[RRFC] Populate `"engines"` field during `npm init`

[valadaptive]

Motivation ("The Why")

When packages do not specify a minimum supported Node version, some people may assume that the package supports any version of Node--or at least the ones that their currently-installed version does not error out on.

This can lead to semver hazards--a maintainer may inadvertently use a JavaScript builtin (as old as Array#map or as new as Object.hasOwn) or a Node standard library feature that is not supported across all versions of Node. This could be seen as a breaking change, and hence semver-major, but it is very hard for the maintainer to notice.

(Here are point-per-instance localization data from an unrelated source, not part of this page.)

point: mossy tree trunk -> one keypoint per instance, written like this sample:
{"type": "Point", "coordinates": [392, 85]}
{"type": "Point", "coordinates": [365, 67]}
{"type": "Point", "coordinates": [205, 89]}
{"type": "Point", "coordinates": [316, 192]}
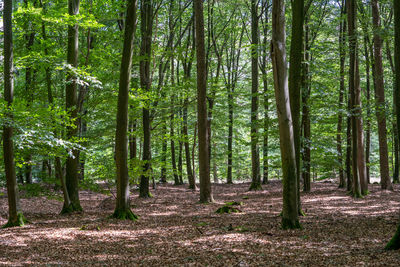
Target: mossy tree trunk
{"type": "Point", "coordinates": [394, 243]}
{"type": "Point", "coordinates": [204, 167]}
{"type": "Point", "coordinates": [380, 99]}
{"type": "Point", "coordinates": [122, 209]}
{"type": "Point", "coordinates": [15, 217]}
{"type": "Point", "coordinates": [146, 29]}
{"type": "Point", "coordinates": [290, 214]}
{"type": "Point", "coordinates": [342, 52]}
{"type": "Point", "coordinates": [296, 59]}
{"type": "Point", "coordinates": [71, 176]}
{"type": "Point", "coordinates": [255, 154]}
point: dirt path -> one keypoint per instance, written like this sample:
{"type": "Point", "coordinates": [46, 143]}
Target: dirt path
{"type": "Point", "coordinates": [174, 230]}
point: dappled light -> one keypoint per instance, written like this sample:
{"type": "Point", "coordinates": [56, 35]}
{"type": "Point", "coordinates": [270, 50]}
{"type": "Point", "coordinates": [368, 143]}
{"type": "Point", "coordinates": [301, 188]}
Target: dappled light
{"type": "Point", "coordinates": [176, 230]}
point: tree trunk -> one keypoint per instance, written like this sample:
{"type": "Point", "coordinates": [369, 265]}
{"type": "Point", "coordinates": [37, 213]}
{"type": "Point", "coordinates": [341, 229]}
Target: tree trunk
{"type": "Point", "coordinates": [342, 51]}
{"type": "Point", "coordinates": [172, 133]}
{"type": "Point", "coordinates": [380, 99]}
{"type": "Point", "coordinates": [394, 243]}
{"type": "Point", "coordinates": [395, 130]}
{"type": "Point", "coordinates": [263, 68]}
{"type": "Point", "coordinates": [132, 145]}
{"type": "Point", "coordinates": [296, 58]}
{"type": "Point", "coordinates": [146, 28]}
{"type": "Point", "coordinates": [122, 208]}
{"type": "Point", "coordinates": [205, 184]}
{"type": "Point", "coordinates": [189, 171]}
{"type": "Point", "coordinates": [57, 161]}
{"type": "Point", "coordinates": [306, 123]}
{"type": "Point", "coordinates": [368, 89]}
{"type": "Point", "coordinates": [255, 156]}
{"type": "Point", "coordinates": [71, 176]}
{"type": "Point", "coordinates": [15, 217]}
{"type": "Point", "coordinates": [290, 214]}
{"type": "Point", "coordinates": [355, 95]}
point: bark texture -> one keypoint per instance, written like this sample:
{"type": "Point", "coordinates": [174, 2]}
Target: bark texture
{"type": "Point", "coordinates": [15, 217]}
{"type": "Point", "coordinates": [122, 208]}
{"type": "Point", "coordinates": [290, 215]}
{"type": "Point", "coordinates": [204, 167]}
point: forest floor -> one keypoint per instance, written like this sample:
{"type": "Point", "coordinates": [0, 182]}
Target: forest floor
{"type": "Point", "coordinates": [175, 230]}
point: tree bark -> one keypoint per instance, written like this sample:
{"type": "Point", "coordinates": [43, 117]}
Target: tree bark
{"type": "Point", "coordinates": [146, 28]}
{"type": "Point", "coordinates": [255, 155]}
{"type": "Point", "coordinates": [205, 183]}
{"type": "Point", "coordinates": [296, 53]}
{"type": "Point", "coordinates": [355, 92]}
{"type": "Point", "coordinates": [306, 155]}
{"type": "Point", "coordinates": [342, 51]}
{"type": "Point", "coordinates": [380, 99]}
{"type": "Point", "coordinates": [15, 217]}
{"type": "Point", "coordinates": [290, 214]}
{"type": "Point", "coordinates": [394, 243]}
{"type": "Point", "coordinates": [122, 208]}
{"type": "Point", "coordinates": [71, 176]}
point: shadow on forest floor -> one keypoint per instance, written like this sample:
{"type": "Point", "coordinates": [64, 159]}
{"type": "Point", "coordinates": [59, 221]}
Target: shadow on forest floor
{"type": "Point", "coordinates": [174, 230]}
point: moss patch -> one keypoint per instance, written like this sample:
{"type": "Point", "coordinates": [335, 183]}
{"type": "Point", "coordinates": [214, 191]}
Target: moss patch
{"type": "Point", "coordinates": [124, 214]}
{"type": "Point", "coordinates": [20, 221]}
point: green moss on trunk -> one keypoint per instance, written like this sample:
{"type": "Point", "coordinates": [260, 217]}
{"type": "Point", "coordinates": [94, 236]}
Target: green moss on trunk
{"type": "Point", "coordinates": [20, 221]}
{"type": "Point", "coordinates": [124, 214]}
{"type": "Point", "coordinates": [290, 224]}
{"type": "Point", "coordinates": [145, 195]}
{"type": "Point", "coordinates": [255, 186]}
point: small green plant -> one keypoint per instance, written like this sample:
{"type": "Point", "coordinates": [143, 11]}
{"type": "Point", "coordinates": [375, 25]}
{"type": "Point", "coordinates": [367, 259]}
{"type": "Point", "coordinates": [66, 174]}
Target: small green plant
{"type": "Point", "coordinates": [229, 207]}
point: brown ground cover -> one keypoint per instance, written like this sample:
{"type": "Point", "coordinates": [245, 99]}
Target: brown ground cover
{"type": "Point", "coordinates": [174, 230]}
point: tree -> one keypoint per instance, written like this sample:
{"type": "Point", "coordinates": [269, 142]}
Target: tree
{"type": "Point", "coordinates": [255, 154]}
{"type": "Point", "coordinates": [296, 53]}
{"type": "Point", "coordinates": [205, 183]}
{"type": "Point", "coordinates": [122, 209]}
{"type": "Point", "coordinates": [71, 175]}
{"type": "Point", "coordinates": [146, 29]}
{"type": "Point", "coordinates": [380, 99]}
{"type": "Point", "coordinates": [394, 243]}
{"type": "Point", "coordinates": [342, 53]}
{"type": "Point", "coordinates": [358, 168]}
{"type": "Point", "coordinates": [15, 217]}
{"type": "Point", "coordinates": [290, 214]}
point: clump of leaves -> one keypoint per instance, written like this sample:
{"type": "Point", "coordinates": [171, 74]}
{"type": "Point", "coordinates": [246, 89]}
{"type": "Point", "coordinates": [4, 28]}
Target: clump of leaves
{"type": "Point", "coordinates": [229, 207]}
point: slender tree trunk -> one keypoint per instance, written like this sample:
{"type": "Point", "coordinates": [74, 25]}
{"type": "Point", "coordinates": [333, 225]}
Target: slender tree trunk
{"type": "Point", "coordinates": [290, 213]}
{"type": "Point", "coordinates": [146, 11]}
{"type": "Point", "coordinates": [230, 133]}
{"type": "Point", "coordinates": [132, 144]}
{"type": "Point", "coordinates": [394, 243]}
{"type": "Point", "coordinates": [266, 94]}
{"type": "Point", "coordinates": [296, 58]}
{"type": "Point", "coordinates": [395, 130]}
{"type": "Point", "coordinates": [342, 51]}
{"type": "Point", "coordinates": [368, 89]}
{"type": "Point", "coordinates": [189, 171]}
{"type": "Point", "coordinates": [172, 133]}
{"type": "Point", "coordinates": [306, 155]}
{"type": "Point", "coordinates": [349, 175]}
{"type": "Point", "coordinates": [122, 208]}
{"type": "Point", "coordinates": [71, 176]}
{"type": "Point", "coordinates": [380, 99]}
{"type": "Point", "coordinates": [355, 94]}
{"type": "Point", "coordinates": [15, 217]}
{"type": "Point", "coordinates": [30, 37]}
{"type": "Point", "coordinates": [255, 155]}
{"type": "Point", "coordinates": [57, 161]}
{"type": "Point", "coordinates": [205, 184]}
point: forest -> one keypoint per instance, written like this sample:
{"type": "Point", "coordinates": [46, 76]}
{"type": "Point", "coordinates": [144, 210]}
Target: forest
{"type": "Point", "coordinates": [200, 133]}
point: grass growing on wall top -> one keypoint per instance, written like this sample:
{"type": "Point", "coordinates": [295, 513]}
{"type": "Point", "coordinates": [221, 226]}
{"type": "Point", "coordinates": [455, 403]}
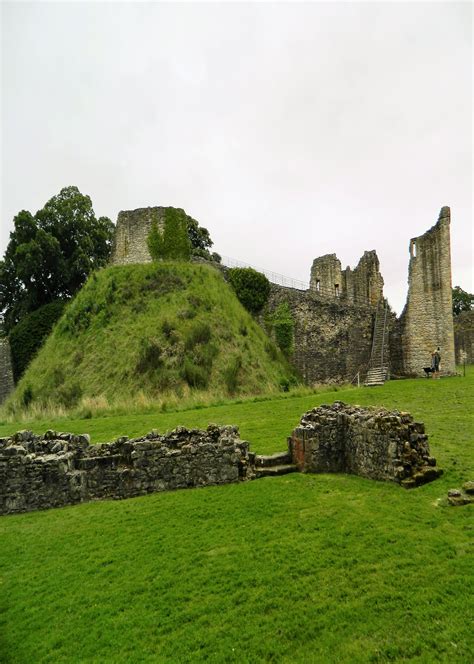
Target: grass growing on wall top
{"type": "Point", "coordinates": [166, 330]}
{"type": "Point", "coordinates": [301, 568]}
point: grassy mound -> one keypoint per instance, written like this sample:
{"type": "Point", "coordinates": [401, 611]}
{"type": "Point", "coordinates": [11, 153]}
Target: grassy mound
{"type": "Point", "coordinates": [299, 568]}
{"type": "Point", "coordinates": [154, 331]}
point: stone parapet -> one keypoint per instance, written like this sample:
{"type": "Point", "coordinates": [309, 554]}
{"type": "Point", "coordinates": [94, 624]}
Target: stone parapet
{"type": "Point", "coordinates": [370, 442]}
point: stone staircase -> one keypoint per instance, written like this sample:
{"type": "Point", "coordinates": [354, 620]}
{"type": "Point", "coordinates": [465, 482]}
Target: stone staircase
{"type": "Point", "coordinates": [274, 465]}
{"type": "Point", "coordinates": [378, 370]}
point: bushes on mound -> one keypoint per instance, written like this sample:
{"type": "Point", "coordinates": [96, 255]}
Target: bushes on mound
{"type": "Point", "coordinates": [28, 336]}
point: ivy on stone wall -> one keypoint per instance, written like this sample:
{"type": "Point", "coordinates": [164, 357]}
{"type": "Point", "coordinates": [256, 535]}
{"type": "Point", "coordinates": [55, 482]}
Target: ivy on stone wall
{"type": "Point", "coordinates": [251, 287]}
{"type": "Point", "coordinates": [173, 243]}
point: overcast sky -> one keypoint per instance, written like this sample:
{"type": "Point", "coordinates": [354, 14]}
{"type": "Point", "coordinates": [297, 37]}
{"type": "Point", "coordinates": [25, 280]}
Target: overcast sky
{"type": "Point", "coordinates": [289, 130]}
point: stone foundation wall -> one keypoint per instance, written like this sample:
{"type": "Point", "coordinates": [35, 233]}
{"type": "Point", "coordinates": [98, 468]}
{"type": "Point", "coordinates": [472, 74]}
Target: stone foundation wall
{"type": "Point", "coordinates": [332, 338]}
{"type": "Point", "coordinates": [370, 442]}
{"type": "Point", "coordinates": [38, 472]}
{"type": "Point", "coordinates": [6, 373]}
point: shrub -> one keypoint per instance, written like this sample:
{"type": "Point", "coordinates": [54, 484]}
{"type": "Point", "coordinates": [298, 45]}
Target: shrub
{"type": "Point", "coordinates": [149, 357]}
{"type": "Point", "coordinates": [194, 375]}
{"type": "Point", "coordinates": [28, 336]}
{"type": "Point", "coordinates": [283, 327]}
{"type": "Point", "coordinates": [251, 287]}
{"type": "Point", "coordinates": [199, 333]}
{"type": "Point", "coordinates": [70, 394]}
{"type": "Point", "coordinates": [27, 396]}
{"type": "Point", "coordinates": [231, 373]}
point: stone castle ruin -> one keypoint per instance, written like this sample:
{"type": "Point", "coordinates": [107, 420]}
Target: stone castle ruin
{"type": "Point", "coordinates": [57, 469]}
{"type": "Point", "coordinates": [343, 325]}
{"type": "Point", "coordinates": [344, 329]}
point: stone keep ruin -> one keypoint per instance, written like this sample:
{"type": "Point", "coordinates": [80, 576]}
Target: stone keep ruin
{"type": "Point", "coordinates": [57, 469]}
{"type": "Point", "coordinates": [343, 326]}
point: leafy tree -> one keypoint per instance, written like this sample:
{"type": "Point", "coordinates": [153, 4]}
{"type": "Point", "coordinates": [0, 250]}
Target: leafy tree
{"type": "Point", "coordinates": [176, 243]}
{"type": "Point", "coordinates": [251, 287]}
{"type": "Point", "coordinates": [462, 301]}
{"type": "Point", "coordinates": [51, 254]}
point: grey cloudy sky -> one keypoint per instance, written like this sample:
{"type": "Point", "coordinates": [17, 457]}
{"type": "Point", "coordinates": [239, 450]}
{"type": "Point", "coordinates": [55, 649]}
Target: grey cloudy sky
{"type": "Point", "coordinates": [289, 130]}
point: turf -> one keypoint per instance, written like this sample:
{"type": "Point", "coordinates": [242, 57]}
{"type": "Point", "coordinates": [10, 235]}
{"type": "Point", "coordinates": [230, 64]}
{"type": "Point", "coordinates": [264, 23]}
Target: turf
{"type": "Point", "coordinates": [301, 568]}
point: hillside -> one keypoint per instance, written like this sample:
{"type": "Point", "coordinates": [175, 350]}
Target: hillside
{"type": "Point", "coordinates": [153, 331]}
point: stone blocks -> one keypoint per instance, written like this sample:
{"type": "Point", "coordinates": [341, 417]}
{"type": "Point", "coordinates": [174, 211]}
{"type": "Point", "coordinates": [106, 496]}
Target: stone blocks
{"type": "Point", "coordinates": [38, 472]}
{"type": "Point", "coordinates": [370, 442]}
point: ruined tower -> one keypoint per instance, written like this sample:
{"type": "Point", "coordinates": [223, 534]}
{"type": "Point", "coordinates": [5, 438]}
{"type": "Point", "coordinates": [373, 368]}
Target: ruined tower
{"type": "Point", "coordinates": [131, 233]}
{"type": "Point", "coordinates": [427, 319]}
{"type": "Point", "coordinates": [362, 286]}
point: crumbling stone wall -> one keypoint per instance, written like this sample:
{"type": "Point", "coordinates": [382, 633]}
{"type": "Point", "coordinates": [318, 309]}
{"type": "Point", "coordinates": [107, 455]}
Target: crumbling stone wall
{"type": "Point", "coordinates": [332, 338]}
{"type": "Point", "coordinates": [464, 337]}
{"type": "Point", "coordinates": [6, 373]}
{"type": "Point", "coordinates": [131, 233]}
{"type": "Point", "coordinates": [427, 320]}
{"type": "Point", "coordinates": [38, 472]}
{"type": "Point", "coordinates": [370, 442]}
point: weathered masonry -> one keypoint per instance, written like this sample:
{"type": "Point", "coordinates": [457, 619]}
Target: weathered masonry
{"type": "Point", "coordinates": [57, 469]}
{"type": "Point", "coordinates": [343, 324]}
{"type": "Point", "coordinates": [131, 233]}
{"type": "Point", "coordinates": [370, 442]}
{"type": "Point", "coordinates": [427, 319]}
{"type": "Point", "coordinates": [38, 472]}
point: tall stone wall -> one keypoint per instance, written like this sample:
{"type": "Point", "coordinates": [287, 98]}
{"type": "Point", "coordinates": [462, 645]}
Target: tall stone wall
{"type": "Point", "coordinates": [38, 472]}
{"type": "Point", "coordinates": [464, 337]}
{"type": "Point", "coordinates": [361, 286]}
{"type": "Point", "coordinates": [370, 442]}
{"type": "Point", "coordinates": [131, 233]}
{"type": "Point", "coordinates": [326, 275]}
{"type": "Point", "coordinates": [427, 319]}
{"type": "Point", "coordinates": [6, 373]}
{"type": "Point", "coordinates": [332, 338]}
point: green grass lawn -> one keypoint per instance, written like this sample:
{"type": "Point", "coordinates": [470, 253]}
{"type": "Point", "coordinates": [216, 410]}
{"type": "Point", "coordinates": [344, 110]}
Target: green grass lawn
{"type": "Point", "coordinates": [301, 568]}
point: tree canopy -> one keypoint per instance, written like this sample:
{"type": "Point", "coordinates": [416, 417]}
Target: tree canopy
{"type": "Point", "coordinates": [462, 301]}
{"type": "Point", "coordinates": [51, 254]}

In order to use features that are not supported across all releases of Node in a semver-compatible way, authors must include the "engines" field in their package.json. Currently, however, few do so--probably because it is not included by default.

Example

See current semver hazard examples:

• https://github.com/indutny/elliptic/issues/314
• https://github.com/dequelabs/axe-core/issues/4127

How

Current Behaviour

npm init does not currently specify any minimum supported Node version.

Desired Behaviour

npm init should specify a reasonably recent Node version as the minimum supported one in the "engines" field, for some definition of "reasonably recent". The exact timeframe can be bikeshed over, but here are some ideas:

• The version of Node released some number of years ago (this can be longer than the EOL timeframe, since people are sometimes slow to upgrade Node--but do we want to encourage that?)
• The earliest LTS non-EOL version of Node
• The latest LTS EOL version of Node

Unanswered Questions / Further Work?

• Does npm currently provide a warning when you depend on a package whose minimum Node version is higher than the one you specify? Could it?
• Since the engines field consists of machine-readable semver, should the NPM registry require an engines bump to require a new major version number?
• Other runtimes, like bun and deno, now exist as well. An argument could be made that since those engines are likewise not mentioned in package.json, all of their versions must be supported. While their Node compatibility is still work-in-progress and not officially stable (AFAIK), there may come a time when they do reach parity with Node.
  • Should maintainers be required to keep up-to-date with all third-party runtimes and e.g. include "bun" and "deno" fields within "engines"? I see this as untenable, both because it is a lot to ask of maintainers and because npm would need an "official" list of all third-party runtimes.
  • They are the ones implementing APIs that Node is responsible for designing, so should it be their responsibility to map Node versions to the corresponding versions of their own runtimes?
  • ECMAScript features are another matter entirely. Third-party runtimes could support different subsets of new ECMAScript features from Node. Should they, again, be asked to map Node versions onto versions of their own runtime? Should a cross-runtime "JS support level" field be designed?

[markcellus]

I havent used npm init in quite some time, but sounds like a feature that could help.

Only downside is that it requires the maintainer to actually know what versions are incompatible, which may be difficult. Incompatibility isn't always easy to determine based on syntax alone, so I'd doubt this could be 100% automated in a reliable way.

It's one of the reasons why on some projects I assume all node versions are compatible and only really update engines to exclude a version (and anything below it) when I know for sure a version is incompatible. Usually I verify incompatibility by either manual testing or as a result of bug reports 😀

[valadaptive]

It's one of the reasons why on some projects I assume all node versions are compatible and only really update engines to exclude a version (and anything below it) when I know for sure a version is incompatible. Usually I verify incompatibility by either manual testing or as a result of bug reports 😀

Right; the issue is that updating engines is a breaking change to some people. The idea behind automatically setting a recent engine is that people would be able to follow modern coding practices without having to worry about compat bugs. Even something like let/const is not supported in all versions of Node.

[ljharb]

It’s a breaking change per semver.

This is actually a really great idea, as long as there’s no default and a few examples are given in the prompt.

As for warnings and checking compliance, that’s what i made npx ls-engines for. I’d love to see that functionality built into npm.